Frequently Asked Questions


Give me a layman's description of your rating system.

First, to avoid confusion, be aware that I publish two different sets of rankings:

  • the "Massey Ratings", which utilize actual game scores and margins in a diminishing returns fashion
  • the BCS compliant version, which do not use the actual score
I will summarize the latter, since that is the one relevant to college football fans.
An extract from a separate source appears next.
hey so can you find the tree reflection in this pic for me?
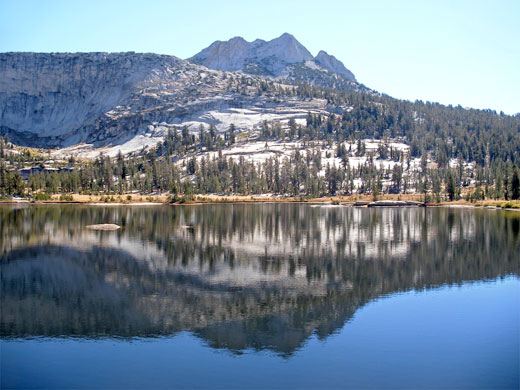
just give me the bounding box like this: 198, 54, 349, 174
1, 204, 518, 356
Massey's BCS ratings are the equilibrium point for a probability model applied to the binary (win or loss) outcome of each game. All teams begin the season rated the same. After each week, the entire season is re-analyzed so that the new ratings best explain the observed results. Actual game scores are not used, but homefield advantage is factored in, and there is a slight de-weighting of early season games. Schedule strength is implicit in the model, and plays a large role in determining a team's rating. Results of games between well-matched opponents naturally carry more weight in the teams' ratings. The final rating is essentially a function of the team's wins and losses relative to the schedule faced.

How are your BCS ratings different than the others?

This question is ridiculously common. All of the BCS computer rankings are based on wins and losses relative to schedule faced. Most of the differences can be attributed to the particular mathematical model used to generate the ratings. There is no tidy term in a one line formula I can point to as the difference between mine and the others. Here are some small data-related differences:

  • does the rating utilize homefield?
  • does the rating start every team at zero, or with a preseason value?
  • does the rating weight more recent games more?
  • does the rating include all teams, or just FBS?
Overall, the BCS computer rankings probably correlate more than a random selection of six human poll ballots would.

Give a quick bio / resume

Somebody has given me a Wikipedia page. I can't vouch that it is 100 % accurate, but it's a good place to start.

Kenneth Massey is a professor of mathematics at Carson-Newman College in Jefferson City, TN. He received his B.S. from Bluefield College and a master's degree (ABD) in mathematics from Virginia Tech. His research involved Krylov subspaces in the field of numerical linear algebra.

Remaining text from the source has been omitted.